Reports toward the end of last month told of telecommunications workers protesting in the south-central city of Shiraz for three consecutive days over 13 months of unpaid wages, numerous factories operating at 20% to 30% capacity and up to 2,000 layoffs in the power industry as three major companies began cost-cutting measures. Meanwhile, mine workers in Gorgan province have reportedly gone unpaid for six months, their employers failing to pay state insurance and allowing conditions to drop below legal minimums for health and safety. One report by a nongovernmental organization said that Iran's power industry is close to ruin because of $5 billion in unpaid government debts. A spokesman for the electricity industry syndicate claimed that up to 900,000 workers wholly reliant on Iran's energy and oil ministries were on the brink of unemployment and that numerous companies had already gone bankrupt.
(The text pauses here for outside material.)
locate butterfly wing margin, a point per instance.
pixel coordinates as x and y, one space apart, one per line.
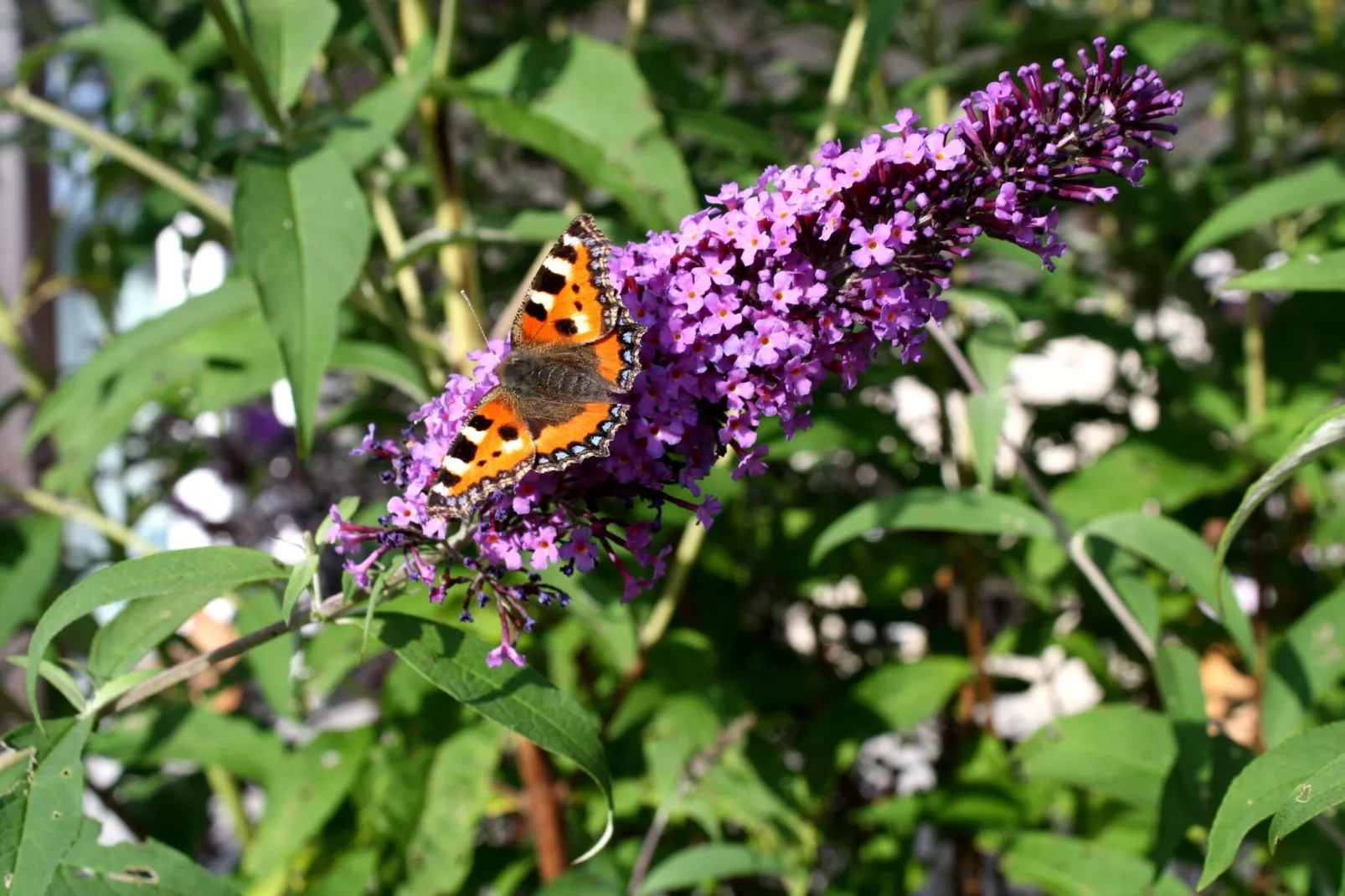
570 301
492 450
Such stories remain mostly confined to the media outlets of human rights and labor organizations, whose members operate under perpetual fear of arrest and intimidation. Iran's official media continue to portray Iran as a success story. Indeed, so does President Mahmoud Ahmadinejad. However, at Ahmadinejad's most recent press conference, in mid-February, a reporter asked the President about the omission of third-quarter GDP growth figures from the latest report by Iran's Central Bank. Ahmadinejad simply dismissed the importance of interim figures as "mere estimates" and claimed that current growth stood at 6.9%. Significantly, the newspaper World of Industry, not a government organ but one that caters to economists and technocrats, pointed out that the following day, Ahmadinejad's figure corresponded with one from two years ago, when Iran was enjoying a period of record oil prices.
The last available official figures put Iran's economic growth at just 2.5% for the first half of the Iranian year (March-August 2009) — far short of the 8% targeted in Iran's fourth Economic Development Plan, which ends this year. Despite the apparent unknowability of third-quarter statistics, figures closely associated with growth — capital investment and permits for new construction projects — showed double-digit declines. Overall unemployment stood at 11.3%, while the out-of-work figure for those between the ages of 15 and 24 was estimated to be just over 24%. Real unemployment figures, however, are suspected to be significantly higher, given that large numbers of the unemployed do not register with the Labor Ministry. Says an Iranian journalist, who asked for anonymity: "They have manipulated the definition of who is jobless so they can keep the figure close to 10%. But now every family has one jobless person in their home."
Five years ago, Ahmadinejad was elected as a problem solver, an engineer who would clear away old obstacles to a functioning and just economy. An initial flood of oil-fueled liquidity and openhanded lending at the beginning of the Ahmadinejad era has given way to a stagnant property market and tight limits on bank lending in an effort to rein in prices. Ahmadinejad also dissolved economic-planning organizations and dismissed officials with economic expertise. Managers in Iran's near paralyzed manufacturing sector now face the immediate problem of how to fill the gaps in their end-of-year accounts under a cloud of unpaid government debts and declining demand.
The rosy talk out of the President's office does not match up with the realities faced by ordinary Iranians. "They look at their pockets and find nothing positive there," says the Iranian journalist. "They cannot believe all those optimistic figures given by the government. The government says that inflation was less than 30%, but they go to the grocery store and find everything is double and triple the price that it was four years ago."